Does it? Or do we get trapped into thinking that if we too are not world famous we are somehow defective? The extraordinary is the exception, not the rule, but the ordinary is actually more important because it is always with us. If you cannot find God in your ordinary life, you will never find Him in the extraordinary. The Beatles broke up because all their extraordinary success did not lead them to God. Is the grass really greener on the other side of the fence? No, it is just grass. The only difference is that it’s on the other side, not here. 

The ordinary life, the here and the now, is what must be embraced. Small, daily, mundane things should be the focus of the Christian life, the foreground and not the background. Naturally enough, we tend to make important things more important. But no—the unimportant, that is what is important. 
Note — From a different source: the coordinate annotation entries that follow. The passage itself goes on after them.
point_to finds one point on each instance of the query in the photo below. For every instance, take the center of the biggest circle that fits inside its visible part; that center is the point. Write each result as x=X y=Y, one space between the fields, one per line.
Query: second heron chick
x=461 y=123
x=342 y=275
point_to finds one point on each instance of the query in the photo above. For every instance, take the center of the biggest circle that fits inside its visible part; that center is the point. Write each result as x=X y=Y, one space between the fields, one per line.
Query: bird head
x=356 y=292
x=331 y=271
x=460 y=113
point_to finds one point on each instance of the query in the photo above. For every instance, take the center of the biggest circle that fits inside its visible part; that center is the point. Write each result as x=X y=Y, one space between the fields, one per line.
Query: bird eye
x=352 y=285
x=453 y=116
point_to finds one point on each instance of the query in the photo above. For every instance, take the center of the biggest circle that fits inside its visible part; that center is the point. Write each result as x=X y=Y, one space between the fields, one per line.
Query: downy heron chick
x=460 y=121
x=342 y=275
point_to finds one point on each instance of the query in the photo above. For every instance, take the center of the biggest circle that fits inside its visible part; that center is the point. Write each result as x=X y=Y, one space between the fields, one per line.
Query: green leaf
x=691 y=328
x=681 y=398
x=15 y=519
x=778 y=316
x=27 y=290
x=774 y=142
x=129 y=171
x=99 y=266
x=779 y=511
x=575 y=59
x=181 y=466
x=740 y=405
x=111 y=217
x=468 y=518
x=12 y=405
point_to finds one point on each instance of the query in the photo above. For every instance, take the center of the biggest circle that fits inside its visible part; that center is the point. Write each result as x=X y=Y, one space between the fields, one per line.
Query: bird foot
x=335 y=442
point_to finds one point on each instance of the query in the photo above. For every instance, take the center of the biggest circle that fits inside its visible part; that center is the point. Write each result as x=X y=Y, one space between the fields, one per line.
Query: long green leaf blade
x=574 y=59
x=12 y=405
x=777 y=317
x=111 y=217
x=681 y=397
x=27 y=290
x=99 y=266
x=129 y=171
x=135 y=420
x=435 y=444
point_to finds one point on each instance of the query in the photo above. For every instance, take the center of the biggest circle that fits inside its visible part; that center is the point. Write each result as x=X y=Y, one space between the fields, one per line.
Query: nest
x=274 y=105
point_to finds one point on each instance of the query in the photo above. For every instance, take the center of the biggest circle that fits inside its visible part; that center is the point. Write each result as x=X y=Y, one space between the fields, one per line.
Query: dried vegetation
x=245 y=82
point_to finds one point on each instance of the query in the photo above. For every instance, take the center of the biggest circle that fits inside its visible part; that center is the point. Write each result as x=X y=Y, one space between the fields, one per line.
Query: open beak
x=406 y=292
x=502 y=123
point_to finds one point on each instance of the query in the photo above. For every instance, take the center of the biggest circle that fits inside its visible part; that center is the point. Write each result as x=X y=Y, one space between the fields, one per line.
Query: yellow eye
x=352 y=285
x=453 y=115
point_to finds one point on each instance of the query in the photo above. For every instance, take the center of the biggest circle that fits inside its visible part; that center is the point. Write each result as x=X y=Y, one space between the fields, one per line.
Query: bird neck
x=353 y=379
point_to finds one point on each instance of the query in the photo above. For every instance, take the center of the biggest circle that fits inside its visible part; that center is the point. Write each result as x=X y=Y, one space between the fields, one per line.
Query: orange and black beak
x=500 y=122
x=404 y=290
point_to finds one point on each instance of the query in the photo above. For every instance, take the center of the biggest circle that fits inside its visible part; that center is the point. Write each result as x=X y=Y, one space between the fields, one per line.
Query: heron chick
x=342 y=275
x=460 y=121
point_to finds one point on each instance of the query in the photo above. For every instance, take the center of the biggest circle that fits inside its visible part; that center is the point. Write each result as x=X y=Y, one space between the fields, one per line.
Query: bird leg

Paul touches on this principle when, writing of the church as a body, he says, “Those parts of the body that seem to be weaker are indispensable, and the parts that we think are less honorable we treat with special honor…. God has combined the members of the body and has given greater honor to the parts that lacked it, so that there should be no division in the body” (I Cor. 12:22-5). 

Are we experiencing division in our lives? Do we long for wholeness? Give greater honor to the ordinary. No spiritual discipline is more exacting, or more revealing of the true character of the soul, than that of living daily life well. Think of Brother Lawrence, who said he experienced more of God’s presence while washing dishes than in formal prayer. 

Humility means letting the unimportant take precedence. If we do not make the ordinary our prime focus, supposedly larger and more significant goals will lead us astray and produce an unbalanced life. If, on the other hand, the ordinary is allowed center stage, great matters will look after themselves. They will happen, as they should, through the grace and power of God rather than through our own striving. 

“Blessed are the meek,” said Jesus, “for they shall inherit the earth” (Mt. 5:5). The earth will not be conquered by the strong, nor by the weak, but by the meek—by those who find power in humility.